By Susan Mathew
(Reuters) - A rally in consumer stocks and a battered pound helped London's FTSE 100 outperform world stocks at the end of a choppy week on Friday as investors weighed optimism about a revival in business activity against a surge in global coronavirus infections.
Broader Europe <.STOXX> and Wall Street were firmly in the red on fears of further restrictions to business activity which could cast a pall on hopes of any economic recovery.
London's blue-chip FTSE 100 <.FTSE> closed up 0.2% but a defensive rally showed evidence of investor worry. British American Tobacco <BATS.L>, Reckit Benckiser <RB.L>, Unilever <ULVR.L> and Tesco <TSCO.L> were among the biggest boosts.
The pound <GBP=>, meanwhile, slid on doubts about Britain's trade pact with the European Union. This helped gains in some of the internationally focused companies on the blue-chip index. Investors will be watchful of the next round of Brexit talks set to begin on Monday.
On the week, the FTSE 100 fell 3.2%. The index has recovered more than 35% since March lows but is still down about 18% this year. Researchers warn of a second wave of infections as the government looks to ease further lockdown restrictions next month.

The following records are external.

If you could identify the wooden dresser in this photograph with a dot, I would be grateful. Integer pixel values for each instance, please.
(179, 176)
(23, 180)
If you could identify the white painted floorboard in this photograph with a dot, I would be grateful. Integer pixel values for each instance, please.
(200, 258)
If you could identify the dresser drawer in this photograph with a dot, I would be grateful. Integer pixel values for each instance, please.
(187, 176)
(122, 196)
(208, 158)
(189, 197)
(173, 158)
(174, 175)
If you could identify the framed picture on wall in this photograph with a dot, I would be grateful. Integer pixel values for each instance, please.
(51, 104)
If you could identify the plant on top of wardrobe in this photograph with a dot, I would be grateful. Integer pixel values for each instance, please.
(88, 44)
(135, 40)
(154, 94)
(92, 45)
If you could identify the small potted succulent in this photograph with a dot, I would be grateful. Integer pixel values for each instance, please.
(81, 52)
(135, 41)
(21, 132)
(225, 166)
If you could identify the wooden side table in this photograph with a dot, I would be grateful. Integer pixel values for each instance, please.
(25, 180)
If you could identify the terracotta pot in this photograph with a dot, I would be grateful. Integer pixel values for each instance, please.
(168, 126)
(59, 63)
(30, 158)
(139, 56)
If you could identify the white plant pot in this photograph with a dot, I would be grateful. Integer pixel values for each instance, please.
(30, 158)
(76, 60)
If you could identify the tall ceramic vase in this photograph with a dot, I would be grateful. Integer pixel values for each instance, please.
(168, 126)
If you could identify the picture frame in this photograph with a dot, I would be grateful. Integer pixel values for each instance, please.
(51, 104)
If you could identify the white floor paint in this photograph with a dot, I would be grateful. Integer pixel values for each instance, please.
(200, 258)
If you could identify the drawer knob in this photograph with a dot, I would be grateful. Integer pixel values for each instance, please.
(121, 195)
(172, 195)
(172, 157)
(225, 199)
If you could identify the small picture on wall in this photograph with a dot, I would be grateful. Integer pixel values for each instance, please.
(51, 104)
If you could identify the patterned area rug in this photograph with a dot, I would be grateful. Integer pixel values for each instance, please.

"There are still big question marks over how willing households will be to go out and spend if fear of the virus lingers. And we are concerned that a second wave of unemployment will reduce the ability of households to spend," said Ruth Gregory, senior UK economist at Capital Economics.
"As a result, we suspect that the initial strong rebound will peter out in the second half of 2020 and that the government and the Bank of England will need to do more."
Britain's mid-cap FTSE 250 <.FTMC> ended Friday flat.
Gains in online gambling firm 888 Holdings <888.L> on upbeat core earnings forecast, were offset by losses in some travel stocks and carmaker Aston Martin <AML.L> which slipped after issuing a weak forecast and announcing a stock offering.